Virus-Specific Defense Responses in Sweetpotato: Transcriptomic Insights into Resistance and Susceptibility to SPFMV, SPCSV, and SPVD

Affiliations

Virus-Specific Defense Responses in Sweetpotato: Transcriptomic Insights into Resistance and Susceptibility to SPFMV, SPCSV, and SPVD

Joanne Adero et al. Biology (Basel). .

Abstract

Sweetpotato (Ipomoea batatas L. Lam) production is threatened by complex viral diseases, notably sweet potato virus disease (SPVD) worldwide, which results from co-infection by sweet potato feathery mottle virus (SPFMV) and sweet potato chlorotic stunt virus (SPCSV). This study provides virus-specific transcriptomic insights into the immune responses of three sweetpotato cultivars, 'Beauregard', 'Tanzania', and 'New Kawogo', to SPFMV, SPCSV, and SPVD. Using RNA-seq profiling across three timepoints post-infection at 3, 6, and 12 weeks, we identified distinct virus- and genotype-specific gene expression responses. 'New Kawogo' activated early and sustained immune pathways involving redox regulation, transcriptional control, and hormonal signaling in response to both SPCSV and SPFMV, while showing minimal transcriptional disruption under SPVD, reflecting robust tolerance. 'Beauregard' exhibited early suppression of immune and metabolic genes, with delayed and disorganized recovery efforts, particularly under SPVD. Defense-related pathways including NBS-LRR signaling, RNA silencing, and hormonal regulation were consistently upregulated in 'New Kawogo' and to a lesser extent in 'Tanzania', but remained inactive in 'Beauregard'. This study highlights candidate resistance and susceptibility genes for each virus, providing a molecular basis for developing virus-resilient sweetpotato cultivars through functional genomics and marker-assisted breeding.
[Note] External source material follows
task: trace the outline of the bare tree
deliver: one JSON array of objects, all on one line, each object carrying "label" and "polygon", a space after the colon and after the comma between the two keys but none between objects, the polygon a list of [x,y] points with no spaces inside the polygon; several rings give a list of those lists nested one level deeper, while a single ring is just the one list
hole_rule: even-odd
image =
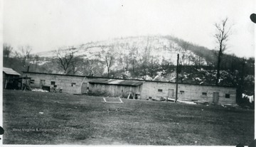
[{"label": "bare tree", "polygon": [[16,52],[16,57],[21,58],[23,67],[28,71],[32,47],[30,45],[20,46],[18,50],[19,52]]},{"label": "bare tree", "polygon": [[129,56],[130,57],[130,62],[132,65],[132,72],[135,73],[135,64],[137,62],[137,58],[138,55],[138,48],[136,44],[134,44],[132,48],[129,50]]},{"label": "bare tree", "polygon": [[4,58],[9,58],[12,52],[13,48],[11,46],[11,45],[8,45],[7,43],[4,43],[3,49],[4,49],[4,53],[3,53]]},{"label": "bare tree", "polygon": [[[76,52],[76,48],[74,47],[68,47],[68,49],[63,50],[59,48],[55,51],[58,59],[59,66],[64,70],[65,74],[70,74],[75,68],[75,61],[74,53]],[[71,68],[72,67],[72,68]]]},{"label": "bare tree", "polygon": [[107,70],[107,77],[110,77],[110,67],[113,64],[114,60],[114,45],[108,46],[101,46],[102,55],[103,55],[104,61],[106,63]]},{"label": "bare tree", "polygon": [[218,85],[220,79],[220,70],[222,56],[223,52],[227,49],[227,41],[230,34],[231,26],[227,25],[228,18],[221,21],[220,23],[215,23],[214,26],[216,28],[216,33],[214,38],[218,44],[218,62],[217,62],[217,77],[215,85]]},{"label": "bare tree", "polygon": [[12,53],[13,48],[10,45],[4,43],[3,49],[4,66],[9,66],[11,64],[11,62],[10,62],[10,55]]}]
These findings elucidate the molecular basis of virus resistance in sweetpotato and identify candidate genes for marker-assisted breeding, despite limitations arising from the use of a diploid reference genome and discrete sampling intervals.

Keywords: sweet potato chlorotic stunt virus (SPCSV); sweet potato feathery mottle virus (SPFMV); sweet potato virus disease (SPVD); sweetpotato; transcriptome profiling.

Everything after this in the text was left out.